1:0 gegen Köln – Arminias Siegtorschütze Edmundsson wandelt auf Kampers Spuren
„I am einfach happy“

Bielefeld (WB). Was haben Jonas Kamper und Joan Simun Edmundsson gemeinsam? Ganz einfach: Mit ihrem Sprachmix aus Deutsch und Englisch, genannt Denglisch, haben sich beide auf ewig einen festen Platz in der schwarz-weiß-blauen Sprüche-Bestenliste gesichert. Arminia-Profi Edmundsson fabulierte nach seinem Siegtor zum 1:0 (0:0) im Heimspiel am Samstag gegen den 1. FC Köln : „Meine ersten Minuten in der Bundesliga und dann gleich ein Tor – vielleicht ein bisschen glücklich, aber I will take it, so I am einfach happy!“

Montag, 28.09.2020, 02:00 Uhr aktualisiert: 28.09.2020, 06:33 Uhr
Ein Schuss Genialität? Oder einfach nur Glück? Edmundsson trifft zum 1:0. Foto: Thomas F. Starke
Ein Schuss Genialität? Oder einfach nur Glück? Edmundsson trifft zum 1:0. Foto: Thomas F. Starke

Unweigerlich wurden Erinnerungen wach an Jonas Kamper. „We have to fight weiter“, denglischte der Däne einst fordernd in die eigene und in die Richtung seiner Mitspieler, in der Bundesligasaison 2007/08 bloß nicht nachzulassen. Kamper schaffte es damit sogar in die Vorauswahl der besten Sprüche, die die „Deutsche Akademie für Fußballkultur“ Jahr für Jahr kürt.

Publikum entzückt

Kamper, der heute 37 Jahre alt ist und seine Karriere vor zwei Jahren beendet hat, avancierte damals nicht nur wegen dieses Zitats, sondern auch wegen einiger unvergesslicher Tore zum Publikumsliebling in Bielefeld, darunter sein 2:1-Siegtreffer 2006 per Freistoß gegen die Bayern.

Auch Edmundsson, der am Samstag erst in der 67. Minute eingewechselt worden war, versetzte nun das Publikum auf der Alm in Entzücken. Nach einem langen und präzisen Zuspiel von Torwart Stefan Ortega Moreno schoss der Färinger den Ball am verdutzten Kölner Keeper Timo Horn vorbei aus schier unmöglichem Winkel hinein ins kurze Eck (78. Minute).

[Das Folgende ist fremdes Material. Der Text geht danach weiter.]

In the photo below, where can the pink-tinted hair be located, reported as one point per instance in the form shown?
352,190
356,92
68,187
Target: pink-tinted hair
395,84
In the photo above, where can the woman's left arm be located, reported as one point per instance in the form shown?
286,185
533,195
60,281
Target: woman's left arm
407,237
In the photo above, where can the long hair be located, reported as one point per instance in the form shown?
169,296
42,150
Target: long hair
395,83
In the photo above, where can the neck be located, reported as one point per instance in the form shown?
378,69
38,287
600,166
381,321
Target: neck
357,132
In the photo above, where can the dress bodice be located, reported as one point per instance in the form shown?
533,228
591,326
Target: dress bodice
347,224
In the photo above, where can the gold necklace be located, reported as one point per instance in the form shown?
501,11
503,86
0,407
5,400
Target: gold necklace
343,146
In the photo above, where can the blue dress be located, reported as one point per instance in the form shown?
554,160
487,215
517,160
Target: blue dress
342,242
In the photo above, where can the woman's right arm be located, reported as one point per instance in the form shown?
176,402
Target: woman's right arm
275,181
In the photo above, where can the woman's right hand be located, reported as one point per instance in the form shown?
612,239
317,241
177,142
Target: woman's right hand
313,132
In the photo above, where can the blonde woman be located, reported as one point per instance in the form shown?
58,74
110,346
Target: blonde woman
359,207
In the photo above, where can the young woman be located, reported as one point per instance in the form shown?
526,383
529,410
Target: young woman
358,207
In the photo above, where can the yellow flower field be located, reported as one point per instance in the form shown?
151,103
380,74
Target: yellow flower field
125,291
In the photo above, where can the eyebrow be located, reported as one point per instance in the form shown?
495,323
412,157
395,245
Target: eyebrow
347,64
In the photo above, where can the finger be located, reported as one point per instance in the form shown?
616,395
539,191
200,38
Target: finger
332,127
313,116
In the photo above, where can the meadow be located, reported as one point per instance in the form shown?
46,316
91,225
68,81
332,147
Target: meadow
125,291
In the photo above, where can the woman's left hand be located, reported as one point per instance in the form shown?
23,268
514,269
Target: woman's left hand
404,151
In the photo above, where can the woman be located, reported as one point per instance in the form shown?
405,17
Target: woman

Eine Art Thomas-Müller-Moment

Später schilderte Edmundsson die einzig wirklich aufregende Szene in einer ansonsten zwar spannenden , aber nahezu höhepunktfreien Erstligapartie so: „Ich habe niemanden vor dem Tor gesehen, auf den ich den Ball querlegen konnte. Dann habe ich einfach probiert, mit meinem rechten Fuß das target zu treffen. Und ja, it went in!“ Es sei „ein Mix aus Glück und ein bisschen Qualität“ gewesen, fasste er zusammen. Eine Art Thomas-Müller-Moment für den Arminen, wenn man so will.

„Wenn ich Eddi frage, ob er das Tor absichtlich so gemacht hat, sagt er hundertprozentig ja. Aber ich bezweifle es“, sagte Marcel Hartel lachend, während Sport-Geschäftsführer Samir Arabi meinte: „Wenn es Absicht war, wird er mir die Wahrheit sagen.“

Gespräch mit dem Matchwinner

Uwe Neuhaus suchte bereits unmittelbar nach dem Schlusspfiff das Gespräch mit dem Matchwinner. „Er hat steif und fest behauptet, dass er rechts und links gleichstark ist. Aber er hat ja einen guten Humor und hat zum Glück den Ball mit seinem rechten Huf nicht richtig getroffen“, sagte der DSC-Coach.

2. Spieltag: DSC Arminia vs. 1. FC Köln (1:0)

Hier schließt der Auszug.